Sunday, February 27, 2011
Review: The Age of Innocence
Author: Edith WHarton
Published: 1920, D. Appleton & Company
Accolades: 1921 Putlitzer (first Pultizer given to a woman), Modern Library List: 100 Best Books of the Century, Radcliff Publishing Course: 100 Best Novels of the Century and on and on...
I wasn't sure what to expect when I started reading Edith Wharton's The Age of Innocence, but I was wonderfully surprised at the depth of Wharton's wit and her satirical analyze of the society in which she belonged. With the introduction of our protagonist Newland Archer we are given a "fly on the wall" perspective of what it was like to live and circumvent the twists and turns of high society in New York City during the Gilded Age. Archer is very much a product of his society and it's rules and is happy to live by them because he understands what happens to those who try to go against the norms of his world. When Archer meets his fiancee's cousin Ellen Olenska, a woman who is escaping a scandalous marriage, he knows that this women is capable of changing his world for better or worse, but like a moth drawn to the flame - he can't resist.
I found myself thinking about what it would have been like to live in that tightly guarded circle of society and how difficult it was to become a part of it or to escape it.

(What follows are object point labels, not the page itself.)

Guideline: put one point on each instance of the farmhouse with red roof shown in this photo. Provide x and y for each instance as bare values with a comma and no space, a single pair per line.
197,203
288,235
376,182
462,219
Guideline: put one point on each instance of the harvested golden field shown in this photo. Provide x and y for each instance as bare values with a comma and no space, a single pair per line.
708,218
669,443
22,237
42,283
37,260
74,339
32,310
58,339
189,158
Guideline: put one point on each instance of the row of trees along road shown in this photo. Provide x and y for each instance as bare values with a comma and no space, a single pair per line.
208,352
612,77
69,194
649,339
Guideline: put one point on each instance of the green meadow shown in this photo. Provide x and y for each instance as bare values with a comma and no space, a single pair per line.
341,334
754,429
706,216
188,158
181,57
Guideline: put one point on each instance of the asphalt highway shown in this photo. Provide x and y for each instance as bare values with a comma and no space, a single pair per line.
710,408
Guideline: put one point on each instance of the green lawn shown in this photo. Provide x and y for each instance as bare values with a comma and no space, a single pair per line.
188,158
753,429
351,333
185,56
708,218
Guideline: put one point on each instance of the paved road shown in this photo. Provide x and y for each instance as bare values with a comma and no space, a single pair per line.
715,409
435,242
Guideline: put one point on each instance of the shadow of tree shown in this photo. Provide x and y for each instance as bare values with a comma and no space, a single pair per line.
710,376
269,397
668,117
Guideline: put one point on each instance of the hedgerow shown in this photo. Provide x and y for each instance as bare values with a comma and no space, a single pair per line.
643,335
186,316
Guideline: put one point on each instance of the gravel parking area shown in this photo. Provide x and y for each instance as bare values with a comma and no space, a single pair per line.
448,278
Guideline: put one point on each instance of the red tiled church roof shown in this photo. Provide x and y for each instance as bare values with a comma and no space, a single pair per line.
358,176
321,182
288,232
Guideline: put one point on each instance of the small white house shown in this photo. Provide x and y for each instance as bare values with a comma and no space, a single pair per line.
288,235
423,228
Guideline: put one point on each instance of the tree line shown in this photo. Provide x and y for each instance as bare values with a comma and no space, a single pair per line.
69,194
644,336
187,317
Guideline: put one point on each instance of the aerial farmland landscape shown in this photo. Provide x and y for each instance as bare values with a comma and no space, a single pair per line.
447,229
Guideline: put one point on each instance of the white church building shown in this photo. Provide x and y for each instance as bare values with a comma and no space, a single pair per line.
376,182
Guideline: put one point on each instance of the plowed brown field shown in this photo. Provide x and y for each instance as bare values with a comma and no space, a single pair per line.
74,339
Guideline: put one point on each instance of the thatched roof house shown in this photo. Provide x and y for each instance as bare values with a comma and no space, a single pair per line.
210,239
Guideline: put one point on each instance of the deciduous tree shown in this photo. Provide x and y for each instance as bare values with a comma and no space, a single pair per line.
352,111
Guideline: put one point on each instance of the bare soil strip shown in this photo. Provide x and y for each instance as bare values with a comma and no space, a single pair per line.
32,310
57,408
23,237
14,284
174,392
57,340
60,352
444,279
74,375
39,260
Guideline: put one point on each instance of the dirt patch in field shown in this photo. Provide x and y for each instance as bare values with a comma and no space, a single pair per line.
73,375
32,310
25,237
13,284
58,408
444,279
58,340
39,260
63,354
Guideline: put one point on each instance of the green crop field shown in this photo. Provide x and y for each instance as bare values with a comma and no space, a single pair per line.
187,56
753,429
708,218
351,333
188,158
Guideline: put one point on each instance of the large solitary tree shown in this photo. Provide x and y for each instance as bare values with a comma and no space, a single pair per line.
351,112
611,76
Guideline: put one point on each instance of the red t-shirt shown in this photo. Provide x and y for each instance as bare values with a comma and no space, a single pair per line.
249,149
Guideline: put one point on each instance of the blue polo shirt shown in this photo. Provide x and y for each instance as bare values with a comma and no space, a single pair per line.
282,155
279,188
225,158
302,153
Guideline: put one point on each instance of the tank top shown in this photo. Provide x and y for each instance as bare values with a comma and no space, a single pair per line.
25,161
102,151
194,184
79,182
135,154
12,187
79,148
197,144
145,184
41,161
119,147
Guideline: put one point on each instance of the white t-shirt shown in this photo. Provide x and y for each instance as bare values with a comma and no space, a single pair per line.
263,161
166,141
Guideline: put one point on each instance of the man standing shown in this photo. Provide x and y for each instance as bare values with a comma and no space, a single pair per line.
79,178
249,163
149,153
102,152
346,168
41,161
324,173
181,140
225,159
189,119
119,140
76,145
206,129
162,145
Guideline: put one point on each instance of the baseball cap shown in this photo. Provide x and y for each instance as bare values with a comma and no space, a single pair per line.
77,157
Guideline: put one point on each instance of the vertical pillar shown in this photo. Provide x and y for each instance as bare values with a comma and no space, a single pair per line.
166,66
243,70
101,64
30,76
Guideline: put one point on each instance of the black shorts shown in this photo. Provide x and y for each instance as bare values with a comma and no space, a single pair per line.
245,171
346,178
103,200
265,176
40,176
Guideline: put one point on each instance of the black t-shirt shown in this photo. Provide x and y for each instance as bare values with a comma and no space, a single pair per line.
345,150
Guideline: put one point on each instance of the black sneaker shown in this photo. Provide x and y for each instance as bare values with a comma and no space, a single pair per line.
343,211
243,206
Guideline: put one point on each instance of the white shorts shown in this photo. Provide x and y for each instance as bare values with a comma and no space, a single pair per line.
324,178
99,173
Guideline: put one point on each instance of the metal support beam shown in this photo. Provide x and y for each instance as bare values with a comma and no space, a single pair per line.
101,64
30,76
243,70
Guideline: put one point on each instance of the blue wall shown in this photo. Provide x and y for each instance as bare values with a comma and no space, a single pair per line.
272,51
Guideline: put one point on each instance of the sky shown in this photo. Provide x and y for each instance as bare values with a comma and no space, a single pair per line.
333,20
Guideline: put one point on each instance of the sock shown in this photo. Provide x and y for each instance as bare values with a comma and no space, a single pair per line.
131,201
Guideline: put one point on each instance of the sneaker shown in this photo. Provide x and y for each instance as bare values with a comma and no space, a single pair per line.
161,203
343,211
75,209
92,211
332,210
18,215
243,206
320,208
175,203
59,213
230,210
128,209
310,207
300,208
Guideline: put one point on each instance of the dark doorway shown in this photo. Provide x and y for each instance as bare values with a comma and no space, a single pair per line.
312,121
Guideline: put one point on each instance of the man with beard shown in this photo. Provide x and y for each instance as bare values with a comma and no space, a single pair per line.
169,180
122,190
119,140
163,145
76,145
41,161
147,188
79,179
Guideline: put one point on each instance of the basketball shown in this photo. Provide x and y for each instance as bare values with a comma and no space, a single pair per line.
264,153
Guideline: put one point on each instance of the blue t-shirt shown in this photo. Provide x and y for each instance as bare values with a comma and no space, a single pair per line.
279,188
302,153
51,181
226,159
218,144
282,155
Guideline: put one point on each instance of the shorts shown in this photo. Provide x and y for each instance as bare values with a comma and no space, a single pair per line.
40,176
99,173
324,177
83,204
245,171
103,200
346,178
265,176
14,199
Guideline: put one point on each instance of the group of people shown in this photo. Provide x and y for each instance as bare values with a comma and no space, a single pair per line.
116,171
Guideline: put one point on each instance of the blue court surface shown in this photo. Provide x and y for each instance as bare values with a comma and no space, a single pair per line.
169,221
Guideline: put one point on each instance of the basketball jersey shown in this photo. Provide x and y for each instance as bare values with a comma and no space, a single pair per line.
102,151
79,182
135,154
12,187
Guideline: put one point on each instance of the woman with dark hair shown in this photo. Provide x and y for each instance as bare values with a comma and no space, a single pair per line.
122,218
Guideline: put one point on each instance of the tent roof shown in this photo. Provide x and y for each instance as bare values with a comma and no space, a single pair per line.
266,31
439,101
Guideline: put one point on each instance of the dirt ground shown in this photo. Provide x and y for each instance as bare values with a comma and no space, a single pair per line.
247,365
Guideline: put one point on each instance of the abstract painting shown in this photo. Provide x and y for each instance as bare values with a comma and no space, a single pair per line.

You would almost have to be born into it to understand the nuances of what is expected - lessons that took a lifetime to learn. The society wasn't about money because they frowned upon the new money and crassness of the Carnegie's, Frick's, and Rockefeller's. Even those captains of industry could not buy themselves memberships into this elite group.
Wharton's development of her characters is artfully crafted as you realize that the characters that appeared to be weakest and shallow are the strongest and most manipulative. What one would do to preserve appearances due to the code is tragic and heart-felt. Love is not the number one priority - it is your placement in society.